Restaurants, taxis, hotels, salons: service is in the price.
Leave coins on the table and staff will often chase you down to return them.
A coffee-shop tip jar or a private tour guide will accept one.
Still optional, never expected.
No guilt either way.
Card works almost everywhere.
Keep ~₩30,000 cash for traditional markets, street food and tiny eateries.
Two hands (or right hand with your left touching your forearm) when paying or receiving, especially with older staff.
A small thing locals notice.
Wait for the senior at the table to lift their spoon or chopsticks before you dig in.
Upright chopsticks mirror a funeral rite.
Rest them on the holder or across your bowl instead.
Unlike Japan, bowls stay on the table.
Lean in to the spoon.
Korean meals are spoon-led, not bowl-led.
Fill a neighbour’s glass, hold the bottle with two hands for elders, and let someone fill yours.
Slurping noodles is completely fine.
The little plates come with the meal and are refillable, just ask.
Finishing them all is not expected.
The pink / marked seats at car ends stay free for elderly, pregnant and disabled riders even when the car is packed and they look empty.

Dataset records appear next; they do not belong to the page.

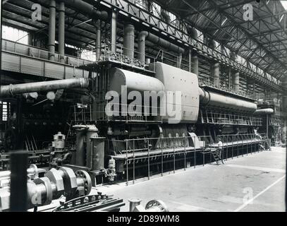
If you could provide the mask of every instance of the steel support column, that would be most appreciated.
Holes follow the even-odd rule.
[[[59,54],[60,62],[65,62],[65,4],[61,1],[59,7]]]
[[[49,18],[49,59],[55,60],[55,33],[56,33],[56,1],[50,1],[50,15]]]
[[[111,51],[112,52],[116,52],[116,20],[117,13],[115,11],[111,12]]]

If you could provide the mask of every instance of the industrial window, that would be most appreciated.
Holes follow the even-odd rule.
[[[80,59],[86,59],[87,61],[95,61],[97,60],[96,52],[92,49],[83,49],[80,53]]]
[[[28,32],[12,27],[2,26],[2,38],[28,44]]]
[[[160,17],[161,7],[156,3],[152,3],[152,13],[157,16]]]
[[[145,10],[147,10],[147,1],[145,0],[135,0],[134,4]]]

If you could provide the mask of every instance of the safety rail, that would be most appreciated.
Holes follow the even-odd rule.
[[[111,49],[115,49],[116,52],[113,52]],[[82,67],[89,66],[90,65],[93,65],[94,64],[100,64],[102,62],[111,62],[120,64],[121,66],[126,66],[132,67],[133,69],[138,69],[144,71],[150,71],[148,69],[149,64],[154,64],[156,59],[147,54],[145,54],[145,62],[142,62],[138,59],[138,56],[141,53],[135,51],[134,49],[130,49],[126,48],[121,45],[113,45],[111,44],[104,44],[100,53],[97,53],[97,49],[92,49],[89,51],[88,54],[83,56],[89,59],[90,62],[86,64]],[[123,53],[125,51],[132,52],[132,56],[125,55]],[[135,57],[137,56],[137,57]],[[153,67],[153,71],[154,72],[155,68]]]
[[[78,56],[68,54],[61,55],[59,53],[51,54],[49,51],[39,47],[30,46],[4,39],[2,39],[1,44],[2,51],[23,54],[33,57],[35,59],[44,59],[47,61],[51,61],[49,60],[49,56],[53,54],[55,59],[51,61],[63,63],[64,64],[71,65],[76,67],[81,65],[85,65],[90,62],[90,61],[81,59]],[[63,61],[61,61],[62,59]]]
[[[214,112],[208,110],[200,110],[198,122],[219,125],[244,125],[260,126],[262,119],[259,117],[244,116],[236,114]]]
[[[116,109],[117,107],[118,109]],[[75,124],[95,121],[162,122],[160,113],[161,108],[158,107],[136,105],[135,107],[135,106],[125,104],[106,103],[97,104],[94,106],[79,104],[72,107],[73,108],[73,121]]]
[[[267,141],[264,138],[266,134],[244,133],[220,135],[217,138],[221,138],[223,143],[222,159],[227,161],[228,158],[239,157],[240,155],[252,154],[255,152],[263,151],[267,146]],[[231,143],[230,141],[231,141]],[[111,144],[110,144],[111,143]],[[181,137],[161,137],[149,138],[134,138],[121,140],[109,140],[109,149],[112,145],[116,155],[112,157],[124,161],[126,185],[129,184],[132,177],[133,184],[135,182],[135,169],[142,167],[139,163],[145,162],[147,167],[147,179],[149,179],[154,172],[151,167],[154,165],[159,167],[161,177],[164,173],[170,173],[164,170],[164,165],[169,164],[173,167],[173,173],[177,170],[184,169],[196,165],[212,163],[211,149],[217,148],[218,143],[213,141],[210,136],[190,136]],[[154,162],[155,160],[160,160],[160,162]],[[178,163],[181,161],[181,165]],[[132,177],[129,175],[132,171]]]

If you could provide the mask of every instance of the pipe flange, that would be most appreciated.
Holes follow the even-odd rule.
[[[51,182],[48,177],[44,177],[41,178],[37,178],[33,180],[33,182],[37,184],[44,184],[46,188],[46,200],[44,201],[42,206],[49,205],[51,203],[53,200],[53,191],[51,189]]]
[[[75,194],[78,189],[77,179],[74,172],[72,169],[68,167],[60,167],[59,170],[61,170],[63,172],[63,186],[65,189],[65,194],[66,196],[71,198]],[[68,199],[69,199],[68,198]]]
[[[28,177],[31,179],[35,179],[39,177],[38,167],[35,164],[31,164],[28,170]]]
[[[56,185],[56,191],[54,194],[54,198],[60,198],[61,195],[64,194],[65,188],[63,177],[57,170],[54,168],[51,169],[46,172],[45,177],[48,177],[51,182]]]
[[[84,181],[85,196],[87,196],[92,190],[92,179],[89,174],[85,170],[77,170],[76,178],[81,178]]]
[[[161,200],[151,200],[145,206],[145,210],[157,207],[160,210],[160,212],[169,212],[166,205]]]

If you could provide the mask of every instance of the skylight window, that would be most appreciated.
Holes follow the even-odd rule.
[[[286,11],[287,11],[287,1],[286,0],[281,0],[280,1],[281,3],[281,4],[282,4],[283,8],[284,8],[284,9]]]

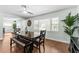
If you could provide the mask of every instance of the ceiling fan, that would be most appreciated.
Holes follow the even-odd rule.
[[[33,13],[28,10],[28,7],[26,5],[21,5],[21,7],[23,8],[24,13],[28,13],[30,15],[33,15]]]

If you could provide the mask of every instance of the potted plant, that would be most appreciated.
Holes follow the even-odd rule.
[[[13,23],[13,30],[14,30],[14,33],[16,33],[16,21],[14,21]]]
[[[74,33],[75,29],[79,28],[78,26],[75,26],[75,23],[78,20],[79,20],[78,14],[72,16],[71,13],[69,13],[66,16],[66,18],[63,20],[63,22],[65,23],[64,32],[70,36],[70,44],[71,44],[71,39],[74,38],[73,33]]]

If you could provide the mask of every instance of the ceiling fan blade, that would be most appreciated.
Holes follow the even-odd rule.
[[[33,13],[32,12],[29,12],[29,11],[27,11],[29,14],[32,14],[33,15]]]

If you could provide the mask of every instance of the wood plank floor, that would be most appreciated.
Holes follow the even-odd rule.
[[[0,41],[0,53],[10,53],[10,38],[12,37],[11,33],[6,33],[5,37],[2,41]],[[21,53],[21,49],[14,49],[14,53],[16,51]],[[43,51],[43,49],[41,48]],[[37,53],[37,50],[34,49],[34,52]],[[46,40],[45,42],[45,53],[68,53],[68,44],[53,41],[53,40]]]

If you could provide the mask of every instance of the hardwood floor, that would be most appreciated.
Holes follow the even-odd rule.
[[[11,33],[6,33],[2,41],[0,41],[0,53],[10,53],[10,38],[12,37]],[[21,53],[22,49],[14,48],[13,53]],[[43,49],[41,48],[43,51]],[[37,50],[34,48],[34,53],[37,53]],[[46,39],[45,42],[45,53],[68,53],[68,44],[57,42],[53,40]]]

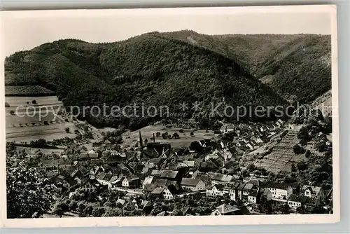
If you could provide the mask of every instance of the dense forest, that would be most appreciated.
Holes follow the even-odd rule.
[[[208,36],[192,31],[151,32],[111,43],[64,39],[6,57],[5,83],[42,86],[55,92],[68,107],[167,105],[174,118],[178,118],[178,104],[202,102],[200,111],[190,106],[182,116],[207,123],[211,103],[286,106],[286,99],[309,102],[326,92],[331,80],[330,66],[324,65],[329,39],[303,34]],[[303,46],[309,56],[300,53]],[[314,62],[309,61],[312,57]],[[315,62],[320,57],[325,67]],[[272,77],[270,82],[266,77]],[[85,117],[97,126],[122,124],[130,129],[160,118]]]

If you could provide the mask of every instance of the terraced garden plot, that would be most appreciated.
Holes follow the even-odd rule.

Stand left and right of the doors, let people off first, then board.
Locals line up on the platform markings automatically.
Most riders are silent.
Keep calls short and quiet, and save the snack for the platform.
Bins split into general / food waste / recycling.

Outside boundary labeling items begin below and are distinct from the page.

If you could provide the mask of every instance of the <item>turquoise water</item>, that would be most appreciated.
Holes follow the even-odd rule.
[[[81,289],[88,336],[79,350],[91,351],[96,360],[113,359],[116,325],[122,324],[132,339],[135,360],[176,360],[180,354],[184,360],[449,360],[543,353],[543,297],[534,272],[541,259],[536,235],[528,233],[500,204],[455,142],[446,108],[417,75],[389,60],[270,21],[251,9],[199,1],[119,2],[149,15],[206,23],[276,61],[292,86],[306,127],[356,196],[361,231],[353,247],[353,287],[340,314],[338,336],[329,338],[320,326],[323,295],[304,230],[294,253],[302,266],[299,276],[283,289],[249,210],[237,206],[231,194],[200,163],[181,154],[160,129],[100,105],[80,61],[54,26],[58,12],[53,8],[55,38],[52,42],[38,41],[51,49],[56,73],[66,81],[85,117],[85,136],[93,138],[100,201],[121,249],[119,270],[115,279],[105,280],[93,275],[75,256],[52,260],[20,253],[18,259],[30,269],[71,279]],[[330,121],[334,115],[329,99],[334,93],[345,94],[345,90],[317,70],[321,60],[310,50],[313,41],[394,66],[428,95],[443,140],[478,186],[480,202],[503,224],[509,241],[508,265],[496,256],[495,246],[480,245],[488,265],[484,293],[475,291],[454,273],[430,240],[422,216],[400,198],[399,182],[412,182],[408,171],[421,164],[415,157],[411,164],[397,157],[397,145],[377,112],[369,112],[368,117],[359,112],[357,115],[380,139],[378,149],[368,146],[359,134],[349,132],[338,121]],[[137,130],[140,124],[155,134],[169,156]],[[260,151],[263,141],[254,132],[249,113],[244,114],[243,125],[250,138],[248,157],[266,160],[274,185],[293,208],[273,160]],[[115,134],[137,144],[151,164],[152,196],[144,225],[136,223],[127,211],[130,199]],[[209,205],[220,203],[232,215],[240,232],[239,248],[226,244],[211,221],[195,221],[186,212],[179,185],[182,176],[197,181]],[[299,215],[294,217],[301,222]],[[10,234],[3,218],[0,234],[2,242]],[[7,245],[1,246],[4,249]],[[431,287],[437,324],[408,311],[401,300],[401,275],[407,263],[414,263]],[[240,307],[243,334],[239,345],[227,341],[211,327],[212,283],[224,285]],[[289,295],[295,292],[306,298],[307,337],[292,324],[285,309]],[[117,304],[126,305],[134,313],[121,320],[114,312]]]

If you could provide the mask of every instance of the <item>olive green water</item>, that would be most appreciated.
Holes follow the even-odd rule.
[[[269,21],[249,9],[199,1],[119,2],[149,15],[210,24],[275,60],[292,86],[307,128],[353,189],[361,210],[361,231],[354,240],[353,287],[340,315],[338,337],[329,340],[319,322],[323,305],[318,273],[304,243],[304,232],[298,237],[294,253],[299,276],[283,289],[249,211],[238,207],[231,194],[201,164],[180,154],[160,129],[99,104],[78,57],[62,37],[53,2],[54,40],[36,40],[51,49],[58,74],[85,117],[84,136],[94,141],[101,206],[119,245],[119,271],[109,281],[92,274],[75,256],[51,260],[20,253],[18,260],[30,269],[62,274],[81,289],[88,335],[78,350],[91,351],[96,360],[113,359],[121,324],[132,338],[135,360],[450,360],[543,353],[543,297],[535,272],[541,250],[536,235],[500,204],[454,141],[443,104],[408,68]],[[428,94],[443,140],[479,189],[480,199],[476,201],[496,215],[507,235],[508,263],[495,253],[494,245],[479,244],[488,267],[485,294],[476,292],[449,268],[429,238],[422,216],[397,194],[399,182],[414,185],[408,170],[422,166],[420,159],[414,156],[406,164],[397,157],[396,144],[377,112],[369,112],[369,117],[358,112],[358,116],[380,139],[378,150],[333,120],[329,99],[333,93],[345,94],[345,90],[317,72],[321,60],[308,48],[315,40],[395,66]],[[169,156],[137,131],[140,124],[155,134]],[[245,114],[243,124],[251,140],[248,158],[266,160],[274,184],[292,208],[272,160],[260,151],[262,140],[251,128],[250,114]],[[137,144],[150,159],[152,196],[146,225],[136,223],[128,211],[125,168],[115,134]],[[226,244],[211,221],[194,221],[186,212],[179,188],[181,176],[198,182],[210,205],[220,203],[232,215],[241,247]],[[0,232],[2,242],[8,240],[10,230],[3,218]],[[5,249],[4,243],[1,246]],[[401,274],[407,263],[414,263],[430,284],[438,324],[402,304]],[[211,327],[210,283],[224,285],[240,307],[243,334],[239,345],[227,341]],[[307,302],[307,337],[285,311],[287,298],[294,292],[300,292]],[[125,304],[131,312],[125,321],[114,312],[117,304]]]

Convenience stores and parks have separate slots.
A quick glance saves a frown.
Temples, hanok houses, some restaurants and every home: the raised floor is the line.

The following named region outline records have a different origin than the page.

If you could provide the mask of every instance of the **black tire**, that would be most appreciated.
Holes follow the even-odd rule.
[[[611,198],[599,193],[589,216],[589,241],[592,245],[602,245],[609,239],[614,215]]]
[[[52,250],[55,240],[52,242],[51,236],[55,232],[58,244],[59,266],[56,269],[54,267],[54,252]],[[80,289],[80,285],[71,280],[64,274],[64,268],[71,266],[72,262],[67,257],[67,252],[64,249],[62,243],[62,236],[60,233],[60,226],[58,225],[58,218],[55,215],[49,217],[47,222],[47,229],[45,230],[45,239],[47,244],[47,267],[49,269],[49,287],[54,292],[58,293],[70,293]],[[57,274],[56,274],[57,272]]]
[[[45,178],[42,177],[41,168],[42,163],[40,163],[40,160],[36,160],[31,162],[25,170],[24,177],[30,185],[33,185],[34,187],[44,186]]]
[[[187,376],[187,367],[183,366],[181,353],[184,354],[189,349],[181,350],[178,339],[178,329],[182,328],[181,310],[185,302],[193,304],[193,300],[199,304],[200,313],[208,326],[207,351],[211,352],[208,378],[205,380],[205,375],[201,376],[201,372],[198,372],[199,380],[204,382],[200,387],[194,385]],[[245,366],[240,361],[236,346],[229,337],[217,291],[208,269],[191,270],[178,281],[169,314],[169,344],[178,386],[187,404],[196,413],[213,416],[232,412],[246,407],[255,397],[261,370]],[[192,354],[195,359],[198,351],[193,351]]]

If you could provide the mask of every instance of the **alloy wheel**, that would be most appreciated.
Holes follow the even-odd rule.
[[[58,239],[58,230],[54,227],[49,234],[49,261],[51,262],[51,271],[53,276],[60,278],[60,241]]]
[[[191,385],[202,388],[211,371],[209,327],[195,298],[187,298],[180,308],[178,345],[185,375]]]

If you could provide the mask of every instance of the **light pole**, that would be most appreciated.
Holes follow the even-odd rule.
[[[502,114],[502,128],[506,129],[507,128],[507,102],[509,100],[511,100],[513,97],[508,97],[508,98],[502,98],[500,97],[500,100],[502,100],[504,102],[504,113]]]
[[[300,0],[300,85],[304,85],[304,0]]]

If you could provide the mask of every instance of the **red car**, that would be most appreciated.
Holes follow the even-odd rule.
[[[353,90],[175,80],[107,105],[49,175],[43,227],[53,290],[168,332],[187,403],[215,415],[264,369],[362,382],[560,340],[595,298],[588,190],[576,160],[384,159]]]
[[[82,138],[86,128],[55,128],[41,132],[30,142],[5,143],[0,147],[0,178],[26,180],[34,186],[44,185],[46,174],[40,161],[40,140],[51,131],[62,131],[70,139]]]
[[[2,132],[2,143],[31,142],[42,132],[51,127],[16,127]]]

Shoes stay below, you step up bare or in socks.
Dress modestly in temple halls, keep your voice low, and check before photographing monks, statues or anyone at prayer.
Renting a hanbok waives the palace entry fee, but stay off the flowerbeds and roped-off areas while you shoot.
Ignore anyone calling you to an unmarked car at arrivals.
Use Kakao T or the official taxi line: identical metered fare, with a record of the trip.
A handed-over lucky charm, a sign-this-for-the-deaf clipboard, or a "free" temple bracelet all end in a cash demand.
Smile, keep walking.
Tourist-strip spots with a laminated photo menu and someone waving you in are where the markup lives.
DealSeoul lists fair-price, foreigner-friendly tables instead.
Open-air stalls selling luxury logos for ₩20,000 are counterfeit, and customs back home can seize them.
Buy real K-beauty from the actual shops.
Updated June 2026. Tipping aside, nobody expects you to be perfect. These just smooth the edges.